— Нет, нет, оставь меня, — бормотал Клод, — я слишком несчастлив.
А она продолжала так же страстно:
— Неужели я кажусь тебе старой? Ты говорил, что у меня испортилось тело, и я поверила этому, разглядывала себя, когда позировала, искала морщины… Но это неправда: я чувствую, что не постарела, что я так же молода, сильна…
Но он все еще сопротивлялся.
— Так посмотри!
Она отступила на несколько шагов, решительным движением сорвала с себя сорочку и предстала перед ним совсем нагая, застыв в той позе, в какой стояла перед ним в течение долгих сеансов. Она кивнула в сторону женщины, изображенной на картине:
— Ну, теперь можешь сравнить. Я моложе ее! Какими бы драгоценностями ты ни украсил ее кожу, все равно она увяла, как сухой лист… А мне всегда только восемнадцать лет, потому что я люблю тебя!
И в самом деле, при этом тусклом освещении она сверкала молодостью. В великом порыве любви ее прелестные, стройные ноги напряглись, атласистые бедра округлились еще больше, упругая грудь вздымалась, набухая от желания.
Казалось, она снова завладела им, прильнув к нему теперь без стеснявшей ее сорочки; ее руки блуждали, шарили по всему его телу, бокам, плечам, как будто этими ласкающими прикосновениями, этими властными движениями она хотела найти его сердце и закрепить свое обладание им; и она осыпала порывистыми, ненасытными поцелуями лицо Клода, его бороду, рукава, целовала воздух. Голос понемногу замирал, она с трудом переводила дыхание, перемежаемое вздохами.
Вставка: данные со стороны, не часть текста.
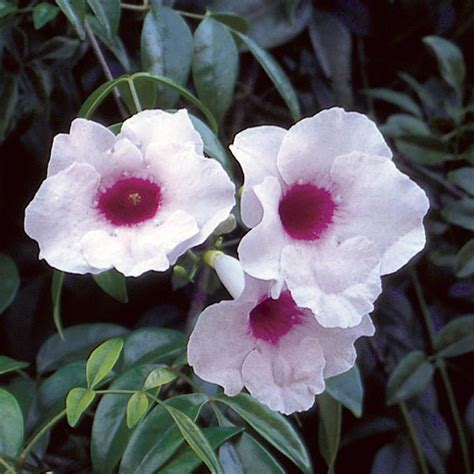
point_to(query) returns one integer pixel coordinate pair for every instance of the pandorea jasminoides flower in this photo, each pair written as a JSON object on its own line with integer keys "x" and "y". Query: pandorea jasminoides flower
{"x": 136, "y": 201}
{"x": 329, "y": 211}
{"x": 274, "y": 348}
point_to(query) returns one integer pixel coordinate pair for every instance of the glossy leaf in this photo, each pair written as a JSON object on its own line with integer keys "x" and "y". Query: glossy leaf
{"x": 77, "y": 402}
{"x": 166, "y": 50}
{"x": 450, "y": 60}
{"x": 329, "y": 428}
{"x": 196, "y": 439}
{"x": 9, "y": 365}
{"x": 77, "y": 344}
{"x": 410, "y": 377}
{"x": 43, "y": 13}
{"x": 347, "y": 389}
{"x": 113, "y": 283}
{"x": 460, "y": 213}
{"x": 108, "y": 14}
{"x": 11, "y": 425}
{"x": 9, "y": 281}
{"x": 56, "y": 290}
{"x": 136, "y": 408}
{"x": 275, "y": 73}
{"x": 272, "y": 426}
{"x": 456, "y": 338}
{"x": 186, "y": 460}
{"x": 75, "y": 11}
{"x": 215, "y": 66}
{"x": 102, "y": 361}
{"x": 157, "y": 438}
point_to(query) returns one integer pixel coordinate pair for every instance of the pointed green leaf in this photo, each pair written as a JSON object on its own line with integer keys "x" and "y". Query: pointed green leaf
{"x": 410, "y": 377}
{"x": 329, "y": 428}
{"x": 9, "y": 281}
{"x": 456, "y": 338}
{"x": 11, "y": 425}
{"x": 136, "y": 408}
{"x": 196, "y": 440}
{"x": 347, "y": 389}
{"x": 9, "y": 365}
{"x": 77, "y": 402}
{"x": 102, "y": 361}
{"x": 113, "y": 283}
{"x": 75, "y": 11}
{"x": 272, "y": 426}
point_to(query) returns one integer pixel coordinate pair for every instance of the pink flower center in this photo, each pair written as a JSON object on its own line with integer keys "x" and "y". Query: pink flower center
{"x": 130, "y": 201}
{"x": 306, "y": 211}
{"x": 272, "y": 319}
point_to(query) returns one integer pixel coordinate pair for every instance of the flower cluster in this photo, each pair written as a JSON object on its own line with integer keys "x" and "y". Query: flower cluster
{"x": 328, "y": 213}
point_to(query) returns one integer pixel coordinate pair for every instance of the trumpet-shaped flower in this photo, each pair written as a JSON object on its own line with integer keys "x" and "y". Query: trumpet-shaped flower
{"x": 271, "y": 346}
{"x": 136, "y": 201}
{"x": 329, "y": 211}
— Вернись! Будем любить друг друга! Разве у тебя совсем оскудела кровь и тебе довольно теней? Вернись ко мне, и ты увидишь, как хороша жизнь! Послушай, лежать вот так ночами, в объятиях друг друга, прижавшись, слившись… и начинать назавтра все сначала, еще и еще…
Весь дрожа, он начал понемногу отвечать на ее ласки, объятый страхом перед той, другой, перед своим кумиром, а Кристина продолжала соблазнять его, расслабляя и покоряя.
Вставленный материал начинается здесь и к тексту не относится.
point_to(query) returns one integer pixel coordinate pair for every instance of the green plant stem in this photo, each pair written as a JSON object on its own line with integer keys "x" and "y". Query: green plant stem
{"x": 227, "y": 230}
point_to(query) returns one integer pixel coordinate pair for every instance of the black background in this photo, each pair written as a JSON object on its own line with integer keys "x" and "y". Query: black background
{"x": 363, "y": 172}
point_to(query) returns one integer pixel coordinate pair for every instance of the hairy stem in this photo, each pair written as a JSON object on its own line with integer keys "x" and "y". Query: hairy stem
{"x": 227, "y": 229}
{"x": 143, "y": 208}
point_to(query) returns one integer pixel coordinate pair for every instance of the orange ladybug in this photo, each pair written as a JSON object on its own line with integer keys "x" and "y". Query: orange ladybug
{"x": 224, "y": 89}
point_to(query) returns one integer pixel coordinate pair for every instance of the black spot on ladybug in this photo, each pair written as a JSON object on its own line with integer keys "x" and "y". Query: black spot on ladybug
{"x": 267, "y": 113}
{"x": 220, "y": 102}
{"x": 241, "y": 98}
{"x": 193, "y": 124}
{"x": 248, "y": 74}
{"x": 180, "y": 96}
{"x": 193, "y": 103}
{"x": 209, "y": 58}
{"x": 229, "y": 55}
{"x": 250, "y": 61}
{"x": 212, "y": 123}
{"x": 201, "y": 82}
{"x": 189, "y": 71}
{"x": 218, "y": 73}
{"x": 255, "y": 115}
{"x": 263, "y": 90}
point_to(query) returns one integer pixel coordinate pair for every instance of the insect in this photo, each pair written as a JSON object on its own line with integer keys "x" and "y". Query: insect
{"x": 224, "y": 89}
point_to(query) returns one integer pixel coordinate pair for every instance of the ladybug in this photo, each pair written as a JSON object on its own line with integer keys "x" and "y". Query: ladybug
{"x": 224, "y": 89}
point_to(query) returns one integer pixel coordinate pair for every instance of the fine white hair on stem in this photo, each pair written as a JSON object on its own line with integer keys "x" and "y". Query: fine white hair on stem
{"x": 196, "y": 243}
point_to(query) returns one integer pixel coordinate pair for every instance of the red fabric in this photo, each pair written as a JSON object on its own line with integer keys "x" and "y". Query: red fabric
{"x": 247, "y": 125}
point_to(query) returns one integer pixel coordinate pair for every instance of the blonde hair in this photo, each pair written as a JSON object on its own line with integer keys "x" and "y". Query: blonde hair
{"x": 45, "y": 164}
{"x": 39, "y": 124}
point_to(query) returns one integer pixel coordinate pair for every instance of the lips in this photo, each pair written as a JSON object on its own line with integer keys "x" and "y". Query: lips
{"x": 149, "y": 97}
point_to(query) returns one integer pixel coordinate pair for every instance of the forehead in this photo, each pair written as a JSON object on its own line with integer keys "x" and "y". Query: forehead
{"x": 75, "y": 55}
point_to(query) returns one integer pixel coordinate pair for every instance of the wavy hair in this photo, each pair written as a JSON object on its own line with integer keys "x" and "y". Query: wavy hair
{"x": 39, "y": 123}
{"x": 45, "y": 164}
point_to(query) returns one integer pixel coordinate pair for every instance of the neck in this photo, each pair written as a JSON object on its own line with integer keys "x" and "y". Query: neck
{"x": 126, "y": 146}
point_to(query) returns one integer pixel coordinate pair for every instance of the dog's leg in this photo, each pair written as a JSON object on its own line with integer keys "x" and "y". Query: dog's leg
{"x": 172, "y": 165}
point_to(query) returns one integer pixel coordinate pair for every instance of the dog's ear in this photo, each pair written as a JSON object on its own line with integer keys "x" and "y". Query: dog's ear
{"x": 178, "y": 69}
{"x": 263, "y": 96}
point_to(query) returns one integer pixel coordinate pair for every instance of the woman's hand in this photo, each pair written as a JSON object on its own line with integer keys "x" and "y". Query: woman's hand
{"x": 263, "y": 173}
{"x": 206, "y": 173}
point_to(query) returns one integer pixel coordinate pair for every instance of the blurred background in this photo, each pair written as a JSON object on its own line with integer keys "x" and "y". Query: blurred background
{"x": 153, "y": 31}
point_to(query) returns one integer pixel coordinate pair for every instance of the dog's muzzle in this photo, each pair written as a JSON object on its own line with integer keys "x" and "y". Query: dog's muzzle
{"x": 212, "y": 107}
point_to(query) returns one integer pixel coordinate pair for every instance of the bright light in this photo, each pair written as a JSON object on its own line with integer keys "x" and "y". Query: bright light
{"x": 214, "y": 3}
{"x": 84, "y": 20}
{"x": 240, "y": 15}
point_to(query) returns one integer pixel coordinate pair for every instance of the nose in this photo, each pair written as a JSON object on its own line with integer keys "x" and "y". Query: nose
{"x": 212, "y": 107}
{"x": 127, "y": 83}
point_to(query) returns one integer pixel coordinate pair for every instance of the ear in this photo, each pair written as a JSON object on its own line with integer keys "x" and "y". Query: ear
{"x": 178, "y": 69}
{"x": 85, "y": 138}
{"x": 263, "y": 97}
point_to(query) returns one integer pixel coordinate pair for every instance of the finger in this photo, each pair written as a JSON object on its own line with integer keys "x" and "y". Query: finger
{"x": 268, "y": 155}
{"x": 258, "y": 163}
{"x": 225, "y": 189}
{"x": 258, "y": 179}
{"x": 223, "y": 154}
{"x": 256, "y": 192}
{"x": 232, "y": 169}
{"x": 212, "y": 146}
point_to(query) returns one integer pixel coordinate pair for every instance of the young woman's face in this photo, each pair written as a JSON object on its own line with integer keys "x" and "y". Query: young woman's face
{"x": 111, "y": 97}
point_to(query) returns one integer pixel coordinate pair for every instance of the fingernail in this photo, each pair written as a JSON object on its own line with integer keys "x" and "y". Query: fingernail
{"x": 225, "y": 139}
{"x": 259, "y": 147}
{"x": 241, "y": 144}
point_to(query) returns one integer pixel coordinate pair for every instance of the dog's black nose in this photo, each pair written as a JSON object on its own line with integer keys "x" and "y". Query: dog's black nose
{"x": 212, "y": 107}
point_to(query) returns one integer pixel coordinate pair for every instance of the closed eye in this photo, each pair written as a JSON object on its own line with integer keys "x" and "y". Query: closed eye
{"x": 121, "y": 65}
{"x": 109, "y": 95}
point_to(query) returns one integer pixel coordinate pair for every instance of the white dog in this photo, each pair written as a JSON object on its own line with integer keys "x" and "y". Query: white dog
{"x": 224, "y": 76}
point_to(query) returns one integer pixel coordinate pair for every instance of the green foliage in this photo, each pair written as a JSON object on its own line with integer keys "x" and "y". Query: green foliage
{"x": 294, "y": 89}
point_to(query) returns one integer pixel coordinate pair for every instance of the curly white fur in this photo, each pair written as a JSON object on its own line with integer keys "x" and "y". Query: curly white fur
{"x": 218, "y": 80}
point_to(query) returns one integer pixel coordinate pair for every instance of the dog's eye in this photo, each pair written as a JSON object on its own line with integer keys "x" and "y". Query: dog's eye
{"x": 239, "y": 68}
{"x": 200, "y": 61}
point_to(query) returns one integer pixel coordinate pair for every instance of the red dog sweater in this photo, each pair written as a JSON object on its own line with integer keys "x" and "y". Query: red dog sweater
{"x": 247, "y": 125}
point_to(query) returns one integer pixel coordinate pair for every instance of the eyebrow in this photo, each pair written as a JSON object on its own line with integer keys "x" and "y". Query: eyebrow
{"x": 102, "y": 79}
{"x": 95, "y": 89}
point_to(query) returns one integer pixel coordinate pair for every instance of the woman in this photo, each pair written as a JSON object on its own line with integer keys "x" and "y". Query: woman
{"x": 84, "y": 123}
— Послушай, я давно знаю, что тебя гложет ужасная мысль, но не смела с тобой заговорить, чтобы не накликать беды. Я потеряла сон и покой, ты пугаешь меня… Сегодня вечером я шла следом за тобой туда, на этот мост, который я ненавижу, и дрожала, думая, что все кончено, что я потеряла тебя! Боже, боже! Что стало бы со мной! Ты нужен мне, ты не захочешь убить меня, правда? Будем же любить друг друга… любить…
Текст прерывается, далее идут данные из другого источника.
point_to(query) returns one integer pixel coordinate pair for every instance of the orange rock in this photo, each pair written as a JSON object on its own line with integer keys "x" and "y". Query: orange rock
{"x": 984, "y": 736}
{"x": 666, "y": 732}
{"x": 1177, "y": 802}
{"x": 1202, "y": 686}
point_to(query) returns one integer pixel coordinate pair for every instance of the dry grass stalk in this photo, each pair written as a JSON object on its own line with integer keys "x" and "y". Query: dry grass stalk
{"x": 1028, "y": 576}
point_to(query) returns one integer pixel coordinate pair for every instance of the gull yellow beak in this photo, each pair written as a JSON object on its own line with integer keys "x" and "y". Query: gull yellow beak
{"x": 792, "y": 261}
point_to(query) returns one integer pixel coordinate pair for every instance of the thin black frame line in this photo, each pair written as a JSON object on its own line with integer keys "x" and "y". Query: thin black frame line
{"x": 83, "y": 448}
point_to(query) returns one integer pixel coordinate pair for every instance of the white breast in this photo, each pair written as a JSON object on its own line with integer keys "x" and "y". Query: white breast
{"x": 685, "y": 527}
И он сдался, растроганный, покоренный этой бесконечной страстью. Все его существо растворилось в безграничной печали, в забвении всего мира. И он сам исступленно сжал ее в объятиях, рыдая и лепеча:
— Да, да, я поддался этой страшной мысли… И я решился бы, но вспомнил о неоконченной картине! Как жить, если работа больше меня не хочет! Как жить теперь, после того, что здесь запечатлено, что изуродовано мной?
— Я буду тебя любить, и ты воскреснешь для жизни!
— Нет, мне мало одной твоей любви! Я хорошо себя знаю, я томлюсь по наслаждению, которого не существует, которое заставило бы меня позабыть обо всем. Ты уже выбилась из сил, ты ничего не можешь…
— Могу, могу! Ты увидишь!.. Постой, я возьму тебя вот так, буду целовать твои глаза, рот, каждую складку на твоем теле. Я согрею тебя на своей груди, сплету свои ноги с твоими, обовью тебя руками; у нас будет одно дыхание, одна кровь, одно тело…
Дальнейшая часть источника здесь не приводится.